Satz 2: Das Feuer lodert
Der zweite Satz begann wie eine gut gezündete Wunderkerze – hell heiß, aber schnell vorbei. Man fand langsam wieder ins Spiel und war bereit, die Hitze der Schlacht mitzugehen. Mit ein paar gezielten Flammenwerfern im Angriff und der brandheißen Angriffs-Idee des Trainerteams brannten die Mannheimer den Satz 27:25 in den Boden.

Hypothese: Alles wieder unter Kontrolle.
Realität: Klassischer Trugschluss.

Satz 3: Aus Feuer wird Funkenflug
Was danach folgte, war eher Lagerfeuer-Romantik als Inferno. Die VSG experimentierte mit neuen Methoden der Wärmeerzeugung:
Aufschläge mit Zündungsverzögerung
Angriffe im Energiesparmodus
Und Abwehr mit dem Motto: „Brennt eh nur 1x“

Zwischenfazit: Feuer runtergedreht, Rauchmelder ausgelöst.

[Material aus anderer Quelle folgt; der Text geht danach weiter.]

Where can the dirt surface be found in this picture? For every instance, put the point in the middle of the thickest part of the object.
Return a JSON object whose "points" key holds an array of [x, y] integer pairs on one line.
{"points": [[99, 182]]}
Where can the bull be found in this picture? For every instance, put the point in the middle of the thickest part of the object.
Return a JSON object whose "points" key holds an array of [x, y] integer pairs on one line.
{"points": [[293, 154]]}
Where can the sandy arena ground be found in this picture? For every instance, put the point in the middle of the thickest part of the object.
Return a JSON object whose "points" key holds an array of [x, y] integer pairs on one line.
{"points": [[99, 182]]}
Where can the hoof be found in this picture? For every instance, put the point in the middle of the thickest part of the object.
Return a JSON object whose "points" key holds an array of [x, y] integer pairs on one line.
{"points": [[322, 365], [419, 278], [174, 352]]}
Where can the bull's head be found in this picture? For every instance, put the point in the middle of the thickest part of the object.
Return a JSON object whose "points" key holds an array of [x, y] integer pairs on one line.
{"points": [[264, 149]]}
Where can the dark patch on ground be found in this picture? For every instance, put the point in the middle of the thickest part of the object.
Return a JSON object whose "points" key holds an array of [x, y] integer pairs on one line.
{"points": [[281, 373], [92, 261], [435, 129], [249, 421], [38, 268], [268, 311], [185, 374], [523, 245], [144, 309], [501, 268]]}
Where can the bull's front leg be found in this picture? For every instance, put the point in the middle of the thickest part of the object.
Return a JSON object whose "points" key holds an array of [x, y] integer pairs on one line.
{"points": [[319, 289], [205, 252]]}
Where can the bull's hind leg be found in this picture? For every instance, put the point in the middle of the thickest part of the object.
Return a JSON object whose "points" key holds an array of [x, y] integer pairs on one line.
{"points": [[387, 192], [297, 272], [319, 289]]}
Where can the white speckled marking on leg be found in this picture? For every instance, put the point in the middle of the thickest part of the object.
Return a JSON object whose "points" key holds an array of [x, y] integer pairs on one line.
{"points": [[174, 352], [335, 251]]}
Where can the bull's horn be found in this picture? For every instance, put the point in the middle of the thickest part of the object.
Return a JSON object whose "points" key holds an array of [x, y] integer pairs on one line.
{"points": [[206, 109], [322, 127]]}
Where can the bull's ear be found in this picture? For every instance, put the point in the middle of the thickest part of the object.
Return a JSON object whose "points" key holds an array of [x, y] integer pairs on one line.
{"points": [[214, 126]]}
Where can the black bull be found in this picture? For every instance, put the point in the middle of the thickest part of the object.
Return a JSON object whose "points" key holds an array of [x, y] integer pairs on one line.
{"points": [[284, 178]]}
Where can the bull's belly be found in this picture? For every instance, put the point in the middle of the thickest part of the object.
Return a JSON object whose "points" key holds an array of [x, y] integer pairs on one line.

Doch dann….

Satz 4: Notruf 112 Herren 1 brennt wieder
(Anmerkung der Redaktion: An dieser Stelle eine gute Besserung an Jacub von TV Flehingen)
Endlich sprang der alte Gasherd wieder an! Mit Kampfgeist, etwas Adrenalin und einem kräftigen Schuss Verzweiflung entzündeten sich die VSG Herren wieder selbst. Plötzlich flogen die Flammenbälle, die sich vor allem im Hitzestau auf der Einwechselbank angesammelt hatten, die Stimmung kochte – und Flehingen bekam Hitzeflecken.

Forschungsergebnis: Ja, Kochen ohne Feuer geht – aber es dauert!

Satz 5: Flammeninferno mit Happy End
Im Tiebreak fand Mannheim dann den richtigen Brandstoffmix: Teamgeist, laute Rufe (auch von der gegnerischen Armada der Anhänger befeuert) und heftige Detonationen. Der Satz brannte lichterloh, bis Flehingen langsam zu Asche zerfiel.
15:9. Versuch gelungen, Labor gerettet.

Fazit zur Forschungsreihe:

TF Flehingen zeigte als Aufsteiger eine starke Performance, machte der VSG ordentlich Dampf unter dem Hintern und brachte das Experiment kurz vor den Kontrollverlust.

Nächste Forschungsfrage für in 2 Wochen in Karlsruhe:
„Kann man ein Spiel auch gewinnen, ohne einen Herzkasper zu riskieren?“ Ergebnisse folgen… hoffentlich nicht wieder im Tiebreak.